Imagine for a second a world in which no driver ever gets rear-ended. That may sound impossible, but it shouldn't. For perspective on the blistering rate of technology's advancements, remember that a few months ago mankind launched a probe from a satellite and it landed on a comet that was traveling at a whopping 84,000 mph.
Today it's possible and relatively inexpensive for us to make cars and trucks that identify an imminent collision and automatically brake, preventing or lessening the severity of an accident.
Ragunathan Rajkumar, a professor at Carnegie Mellon who is developing self-driving car technology, says that for $700 or $800 the parts can be bought to build such a system.
After markups, he estimates that consumers will pay an extra $2,000 or $3,000 for the initial cost of their vehicles. That up-front cost probably would pay off down the line through lower insurance premiums and greater safety.
"We don't have to wait for a perfectly autonomous car," said John Capp, director of global vehicle safety at GM. "There's a lot of great features of driver assistance now that people will really enjoy."
1.24 million deaths
The impact of these technologies could be huge. Worldwide, 1.24 million people die in car crashes each year. Consider that during the four deadliest wars the United States fought in the 20th century, 39 per cent more Americans died in motor vehicles on US roads than on battlefields.
The most common car crash in the United States is a rear-impact crash - 32.9 per cent of crashes involve a vehicle plowing into the back bumper of another. Cameras and radar can be used to identify when such a crash is imminent, warn a driver and then automatically brake if the driver fails to. Although these systems aren't yet mainstream - 27 per cent of 2015 model-year vehicles can be purchased with an auto-brake system (and the per cent of registered vehicles with these systems is much lower) - real-world research shows their potential.
A 2014 Insurance Institute for Highway Safety study found that Honda Accord drivers with a system that warns of imminent accidents had a 40 per cent drop in claims for bodily injury liability. Although these drivers still rear-end people - collision claims dropped only 4 per cent - the drop in bodily injury liability suggests that drivers are braking and lessening the severity of these crashes.
"Even when the systems fail to prevent a crash, they are preventing injuries because they've slowed the speed of the crash down," said David Zuby, chief research officer at the Insurance Institute for Highway Safety.
While systems that beep, flash lights, tug a driver's seat belt or vibrate the seat are useful, automatic-braking systems are even more potent.
Automatic-braking technology became a standard Volvo offering in 2008. It's designed for the low speeds of someone driving around a city. A 2013 institute study found that Volvo XC60 drivers filed 20 per cent fewer accident claims than drivers of other midsize luxury SUVs. Drivers of the Volvo S60 filed 9 per cent fewer claims than drivers of other midsize four-door luxury cars.
These technologies aren't perfect and there are many accidents they aren't preventing. Automakers have been careful in their implementation of the technology because they are wary of false positives.
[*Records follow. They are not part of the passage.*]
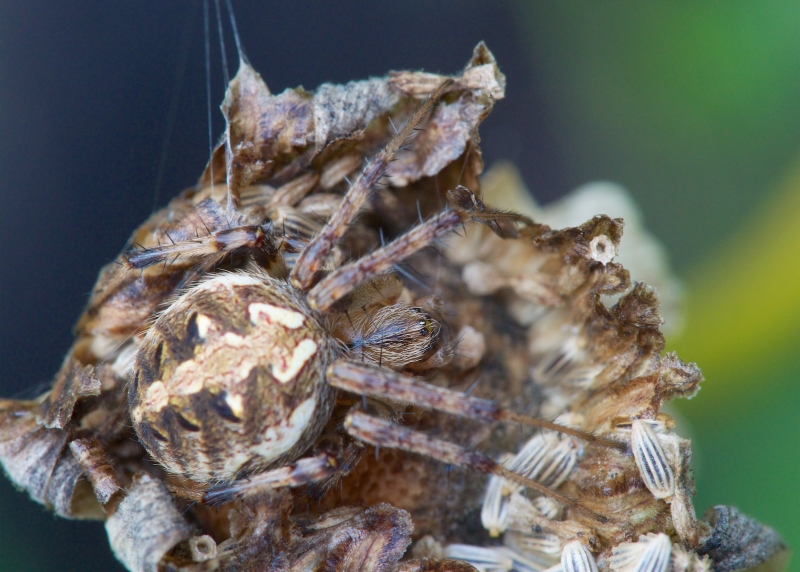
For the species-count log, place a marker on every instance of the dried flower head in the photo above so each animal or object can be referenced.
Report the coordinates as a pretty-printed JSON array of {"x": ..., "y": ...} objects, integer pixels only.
[{"x": 271, "y": 375}]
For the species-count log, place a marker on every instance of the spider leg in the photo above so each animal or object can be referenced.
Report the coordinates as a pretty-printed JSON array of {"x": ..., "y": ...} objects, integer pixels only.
[
  {"x": 369, "y": 380},
  {"x": 381, "y": 433},
  {"x": 212, "y": 248},
  {"x": 340, "y": 282},
  {"x": 302, "y": 472},
  {"x": 310, "y": 261}
]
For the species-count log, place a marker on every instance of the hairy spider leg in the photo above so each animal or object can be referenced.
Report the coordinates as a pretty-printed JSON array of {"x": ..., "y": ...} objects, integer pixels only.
[
  {"x": 366, "y": 379},
  {"x": 304, "y": 471},
  {"x": 382, "y": 433},
  {"x": 311, "y": 260}
]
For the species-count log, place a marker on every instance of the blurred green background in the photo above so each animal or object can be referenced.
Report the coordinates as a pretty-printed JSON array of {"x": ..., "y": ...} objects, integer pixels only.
[{"x": 693, "y": 106}]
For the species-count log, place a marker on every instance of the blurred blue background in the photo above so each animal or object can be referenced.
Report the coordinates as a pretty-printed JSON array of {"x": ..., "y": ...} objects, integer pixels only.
[{"x": 693, "y": 106}]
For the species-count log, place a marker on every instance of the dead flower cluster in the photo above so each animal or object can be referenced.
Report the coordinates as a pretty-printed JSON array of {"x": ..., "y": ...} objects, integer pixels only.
[{"x": 514, "y": 317}]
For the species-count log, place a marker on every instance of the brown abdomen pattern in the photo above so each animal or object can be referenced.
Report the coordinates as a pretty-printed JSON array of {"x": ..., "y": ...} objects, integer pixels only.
[{"x": 229, "y": 379}]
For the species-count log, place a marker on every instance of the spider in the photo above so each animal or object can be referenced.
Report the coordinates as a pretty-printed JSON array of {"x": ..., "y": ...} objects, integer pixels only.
[{"x": 234, "y": 382}]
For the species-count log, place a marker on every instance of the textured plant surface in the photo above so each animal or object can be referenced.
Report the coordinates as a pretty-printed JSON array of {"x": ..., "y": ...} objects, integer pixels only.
[{"x": 542, "y": 321}]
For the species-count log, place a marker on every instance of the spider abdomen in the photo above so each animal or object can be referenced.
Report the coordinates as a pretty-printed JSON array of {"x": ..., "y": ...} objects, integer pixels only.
[{"x": 229, "y": 380}]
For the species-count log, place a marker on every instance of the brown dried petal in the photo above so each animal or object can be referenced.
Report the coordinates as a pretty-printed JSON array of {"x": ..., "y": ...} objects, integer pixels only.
[
  {"x": 296, "y": 125},
  {"x": 73, "y": 381},
  {"x": 37, "y": 461},
  {"x": 146, "y": 526}
]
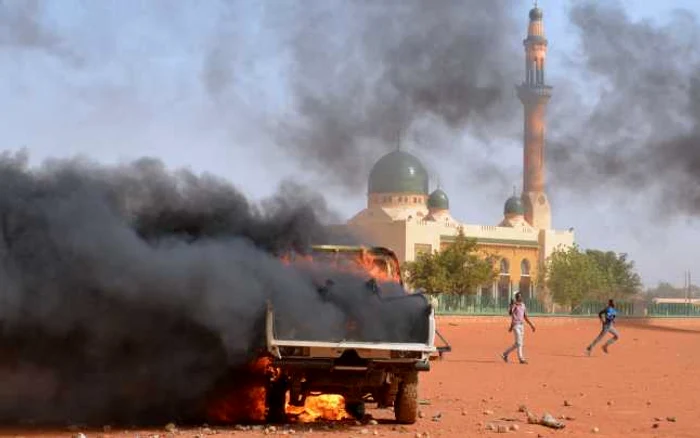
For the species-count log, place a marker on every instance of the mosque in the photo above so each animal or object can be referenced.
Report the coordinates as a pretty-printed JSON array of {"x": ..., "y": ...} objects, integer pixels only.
[{"x": 404, "y": 215}]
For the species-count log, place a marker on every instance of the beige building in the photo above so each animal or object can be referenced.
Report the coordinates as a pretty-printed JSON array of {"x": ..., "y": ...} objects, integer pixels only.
[{"x": 404, "y": 215}]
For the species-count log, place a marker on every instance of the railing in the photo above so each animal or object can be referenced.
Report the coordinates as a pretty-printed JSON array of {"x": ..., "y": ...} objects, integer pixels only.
[
  {"x": 452, "y": 304},
  {"x": 673, "y": 309}
]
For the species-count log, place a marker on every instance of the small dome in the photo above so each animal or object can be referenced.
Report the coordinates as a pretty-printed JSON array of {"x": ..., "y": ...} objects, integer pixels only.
[
  {"x": 398, "y": 172},
  {"x": 438, "y": 200},
  {"x": 514, "y": 205},
  {"x": 535, "y": 14}
]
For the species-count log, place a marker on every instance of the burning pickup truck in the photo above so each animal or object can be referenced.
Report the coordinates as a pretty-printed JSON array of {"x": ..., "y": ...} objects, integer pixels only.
[{"x": 386, "y": 336}]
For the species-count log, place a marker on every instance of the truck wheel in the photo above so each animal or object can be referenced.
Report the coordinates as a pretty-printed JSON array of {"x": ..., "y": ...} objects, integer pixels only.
[
  {"x": 387, "y": 394},
  {"x": 355, "y": 409},
  {"x": 276, "y": 401},
  {"x": 406, "y": 403}
]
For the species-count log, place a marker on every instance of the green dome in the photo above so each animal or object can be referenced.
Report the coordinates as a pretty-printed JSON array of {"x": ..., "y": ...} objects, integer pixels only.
[
  {"x": 398, "y": 172},
  {"x": 514, "y": 205},
  {"x": 438, "y": 200}
]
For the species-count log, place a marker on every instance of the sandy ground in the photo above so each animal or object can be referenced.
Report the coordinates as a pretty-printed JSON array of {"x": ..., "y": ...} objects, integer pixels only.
[{"x": 651, "y": 373}]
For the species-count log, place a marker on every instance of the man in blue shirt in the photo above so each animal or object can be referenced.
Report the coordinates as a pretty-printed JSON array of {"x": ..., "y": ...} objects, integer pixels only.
[{"x": 607, "y": 318}]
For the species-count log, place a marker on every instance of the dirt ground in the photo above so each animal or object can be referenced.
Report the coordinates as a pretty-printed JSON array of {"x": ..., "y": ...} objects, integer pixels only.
[{"x": 651, "y": 373}]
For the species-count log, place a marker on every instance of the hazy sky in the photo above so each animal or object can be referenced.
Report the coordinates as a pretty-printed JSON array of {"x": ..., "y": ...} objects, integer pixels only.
[{"x": 204, "y": 84}]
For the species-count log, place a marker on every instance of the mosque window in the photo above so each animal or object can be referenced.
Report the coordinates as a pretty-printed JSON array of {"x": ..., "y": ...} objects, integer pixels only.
[
  {"x": 505, "y": 267},
  {"x": 525, "y": 268},
  {"x": 422, "y": 248}
]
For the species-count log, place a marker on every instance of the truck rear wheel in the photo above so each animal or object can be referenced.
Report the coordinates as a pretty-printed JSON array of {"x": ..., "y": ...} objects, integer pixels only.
[
  {"x": 406, "y": 403},
  {"x": 276, "y": 401}
]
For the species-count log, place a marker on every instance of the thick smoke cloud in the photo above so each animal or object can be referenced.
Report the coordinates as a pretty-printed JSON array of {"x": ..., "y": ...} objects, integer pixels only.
[
  {"x": 641, "y": 136},
  {"x": 21, "y": 27},
  {"x": 361, "y": 73},
  {"x": 129, "y": 291}
]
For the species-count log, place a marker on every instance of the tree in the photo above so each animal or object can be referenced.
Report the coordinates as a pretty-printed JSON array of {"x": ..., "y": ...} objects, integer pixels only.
[
  {"x": 459, "y": 268},
  {"x": 620, "y": 279},
  {"x": 574, "y": 276}
]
"We will miss some scenarios because of this balance between intervening right and not intervening when needed," said Erik Coelingh, senior technical leader at Volvo. "In this gray zone, we make the decision not to intervene because it's more important to not disturb the driver and gain acceptance of this type of technology."
Volvo has set a goal that by 2020, no one should be killed or seriously injured in a Volvo. It has developed a more advanced crash-avoidance system that works at all speeds.
"All indications on the test track indicate it's working really well, but we don't have the actual proof based on real world statistics," Coelingh said.
It's not possible to see the full benefits of these technologies until drivers clamour for them, and are comfortable with the higher prices.
"It's not just the customers, it's also what the dealer thinks his customer wants," Zuby said. "In the United States, most people go to their local Ford dealership or Volvo dealership and they buy a car off the lot. What I have found in trying to buy cars for our test program, or for my personal use is that a lot of dealers don't stock cars that have these systems. You have to do some pretty extensive searching to find somebody who's got that car."
This also raises another question. If consumers aren't jumping to buy automatic braking systems, will they ever pay for a self-driving car, which is sure to be even more expensive?